Las crisis ponen cada cosa en su sitio. La verdadera naturaleza del sistema queda al descubierto y el lado ficticio del dinero y del crédito se hace patente cuando el descontrol financiero y estatal sobrepasa los límites. La relación Estado/Economía tiende a invertirse: a fin de cuentas el Estado puede existir sin capitalismo pero el capitalismo jamás subsistirá sin el Estado. Cuando el Estado es amenazado por la Economía se descubre que en realidad la Economía depende del Estado. El Estado, o sea, la fuerza (y la autoridad que ésta confiere), es en último extremo su único baluarte. El valor, el factor abstracto convencional que fundamenta el capitalismo, no tiene otro asidero más seguro. La globalización ha acarreado un capitalismo de Estado. Efectivamente, el capital no es una acumulación de objetos, conocimientos y medios, sino una relación social mediatizada por todos ellos, pero cuando por ejemplo, un enorme agujero crediticio, o una gigantesca acumulación de activos ficticios, o el agotamiento previsible del petróleo, quiebran esa relación con más eficacia que una insurrección popular, solamente la fuerza estatal puede recomponerla y asegurarla.
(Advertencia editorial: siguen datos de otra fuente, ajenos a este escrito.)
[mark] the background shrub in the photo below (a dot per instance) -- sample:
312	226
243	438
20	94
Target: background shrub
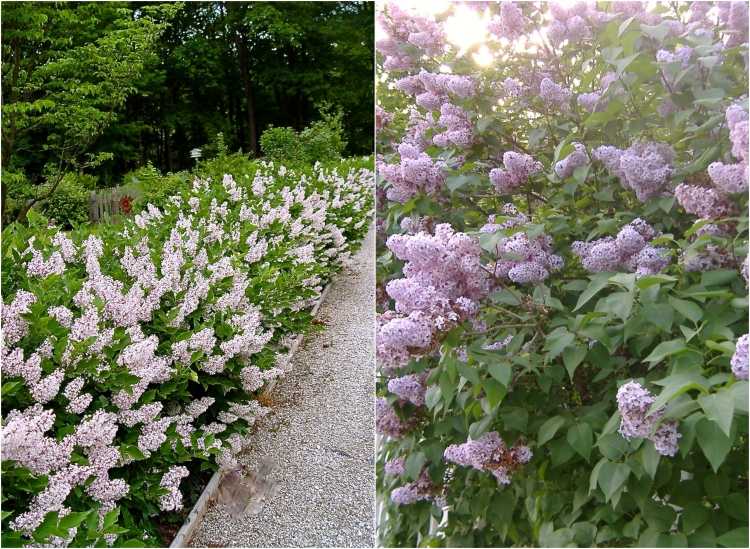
133	354
562	272
69	205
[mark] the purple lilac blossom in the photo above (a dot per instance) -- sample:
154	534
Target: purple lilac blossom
740	358
629	251
518	167
634	403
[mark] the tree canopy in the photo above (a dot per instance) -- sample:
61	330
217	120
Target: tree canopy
106	87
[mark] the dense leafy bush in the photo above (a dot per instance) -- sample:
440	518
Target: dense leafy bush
69	204
154	187
562	220
322	140
133	354
277	143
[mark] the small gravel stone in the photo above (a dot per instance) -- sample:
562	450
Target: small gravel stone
319	435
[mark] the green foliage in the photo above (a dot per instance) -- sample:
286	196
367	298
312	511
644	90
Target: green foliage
154	187
69	205
282	145
576	337
321	141
275	285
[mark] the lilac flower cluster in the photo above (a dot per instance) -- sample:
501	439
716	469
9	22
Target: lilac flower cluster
629	251
740	358
406	30
518	167
171	481
420	490
395	467
554	94
409	388
521	259
704	202
709	255
100	333
634	403
733	178
489	453
458	129
569	22
443	280
416	173
579	157
509	23
645	168
387	421
734	17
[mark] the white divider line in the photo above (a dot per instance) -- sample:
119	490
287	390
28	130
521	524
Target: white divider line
201	506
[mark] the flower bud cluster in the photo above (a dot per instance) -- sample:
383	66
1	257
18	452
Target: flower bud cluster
634	403
629	251
405	30
415	173
489	453
565	167
443	280
420	490
517	168
644	168
740	358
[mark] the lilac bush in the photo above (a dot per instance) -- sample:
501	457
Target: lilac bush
132	354
562	283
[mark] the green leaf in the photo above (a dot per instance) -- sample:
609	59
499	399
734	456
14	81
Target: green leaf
549	428
619	304
73	520
501	371
665	349
649	458
719	408
693	517
573	355
468	372
581	438
714	443
734	538
611	477
558	341
495	391
598	282
627	280
688	309
414	464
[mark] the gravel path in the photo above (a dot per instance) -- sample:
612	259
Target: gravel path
319	436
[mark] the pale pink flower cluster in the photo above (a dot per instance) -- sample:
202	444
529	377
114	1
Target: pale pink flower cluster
405	30
644	168
631	250
733	178
171	481
490	453
443	279
124	283
417	172
636	421
509	23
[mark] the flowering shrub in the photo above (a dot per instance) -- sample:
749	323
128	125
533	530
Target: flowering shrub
132	353
562	231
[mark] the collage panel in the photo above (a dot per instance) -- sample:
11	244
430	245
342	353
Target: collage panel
187	274
562	219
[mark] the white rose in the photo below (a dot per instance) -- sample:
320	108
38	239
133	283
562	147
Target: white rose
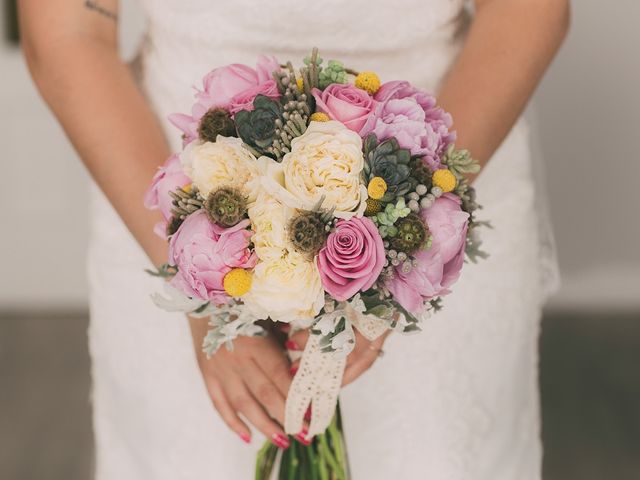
225	163
285	289
327	161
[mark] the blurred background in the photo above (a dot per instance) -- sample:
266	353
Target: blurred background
587	112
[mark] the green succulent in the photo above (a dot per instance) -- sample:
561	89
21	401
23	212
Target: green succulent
390	162
257	128
460	162
216	122
412	234
420	172
334	72
226	207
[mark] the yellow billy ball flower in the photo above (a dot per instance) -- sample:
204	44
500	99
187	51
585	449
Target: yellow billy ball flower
319	117
445	180
377	188
373	207
368	81
237	282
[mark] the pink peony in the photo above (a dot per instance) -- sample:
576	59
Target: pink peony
413	117
232	87
438	267
168	177
204	252
352	259
345	103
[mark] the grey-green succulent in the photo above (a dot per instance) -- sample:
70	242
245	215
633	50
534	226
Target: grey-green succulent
334	72
390	162
257	128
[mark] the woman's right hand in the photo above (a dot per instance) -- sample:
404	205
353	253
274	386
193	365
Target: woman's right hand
251	381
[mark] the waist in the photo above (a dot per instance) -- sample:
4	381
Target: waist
173	61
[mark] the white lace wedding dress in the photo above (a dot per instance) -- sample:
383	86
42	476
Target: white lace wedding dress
458	401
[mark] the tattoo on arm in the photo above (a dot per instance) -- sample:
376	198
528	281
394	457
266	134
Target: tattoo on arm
96	7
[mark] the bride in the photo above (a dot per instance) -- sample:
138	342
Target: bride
460	400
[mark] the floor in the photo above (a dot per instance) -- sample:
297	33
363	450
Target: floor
589	378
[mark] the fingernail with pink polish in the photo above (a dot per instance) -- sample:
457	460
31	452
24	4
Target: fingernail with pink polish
303	440
280	440
302	437
291	345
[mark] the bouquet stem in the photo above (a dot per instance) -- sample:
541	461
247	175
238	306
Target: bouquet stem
324	459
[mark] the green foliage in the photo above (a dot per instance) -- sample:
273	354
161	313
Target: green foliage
257	128
460	162
389	162
389	216
334	72
163	271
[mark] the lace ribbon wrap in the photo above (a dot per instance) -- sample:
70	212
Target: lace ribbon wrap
319	377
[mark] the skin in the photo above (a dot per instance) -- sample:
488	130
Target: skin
72	52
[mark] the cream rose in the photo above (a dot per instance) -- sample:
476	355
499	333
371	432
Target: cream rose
324	161
285	289
269	219
225	163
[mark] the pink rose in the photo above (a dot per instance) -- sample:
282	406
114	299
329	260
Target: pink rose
345	103
168	177
413	117
352	259
232	87
438	267
204	253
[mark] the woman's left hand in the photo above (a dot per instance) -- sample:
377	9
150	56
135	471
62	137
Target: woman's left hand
363	356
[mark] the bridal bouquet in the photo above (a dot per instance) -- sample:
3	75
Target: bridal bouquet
318	197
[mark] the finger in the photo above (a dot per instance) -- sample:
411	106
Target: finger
362	357
298	341
244	403
273	361
263	389
226	412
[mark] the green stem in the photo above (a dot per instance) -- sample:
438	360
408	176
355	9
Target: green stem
294	462
313	462
265	461
325	451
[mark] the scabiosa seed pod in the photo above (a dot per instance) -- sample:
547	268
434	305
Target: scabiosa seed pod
411	236
216	122
308	233
226	207
173	224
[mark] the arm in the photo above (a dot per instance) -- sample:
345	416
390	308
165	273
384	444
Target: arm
71	49
72	53
508	48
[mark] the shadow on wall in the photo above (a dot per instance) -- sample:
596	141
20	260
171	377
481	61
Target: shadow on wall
11	30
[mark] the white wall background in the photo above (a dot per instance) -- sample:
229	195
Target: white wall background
589	120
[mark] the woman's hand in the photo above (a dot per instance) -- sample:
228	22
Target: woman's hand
252	380
363	356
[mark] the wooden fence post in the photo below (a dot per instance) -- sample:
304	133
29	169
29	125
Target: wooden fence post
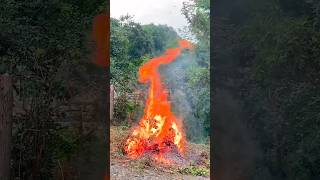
6	105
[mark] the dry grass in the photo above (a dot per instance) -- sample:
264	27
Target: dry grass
198	155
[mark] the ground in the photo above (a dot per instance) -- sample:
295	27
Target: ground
122	168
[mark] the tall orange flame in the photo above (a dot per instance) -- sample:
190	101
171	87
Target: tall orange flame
158	128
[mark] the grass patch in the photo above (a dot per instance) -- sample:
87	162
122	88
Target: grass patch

Las crisis, al señalar el Estado como tabla de salvación, le transfieren el poder que los mercados le habían arrebatado. El Estado se convierte en el gran interlocutor, no porque haya recuperado sus antiguas funciones políticas, sino porque se ha puesto realmente al servicio del interés general económico: se ha vuelto economista. La autoridad estatal sustituye en el tajo a la pretendida autorregulación de las finanzas incontroladas. El nivel de endeudamiento condiciona por supuesto su libertad de movimientos puesto que sus acreedores ante todo han de asegurarse el reembolso de los préstamos y el pago de intereses; pero la gravedad de las crisis, es decir, la amenaza del colapso económico, amplía los márgenes de actuación. El salvador ha de ser salvado previamente si las circunstancias lo requieren.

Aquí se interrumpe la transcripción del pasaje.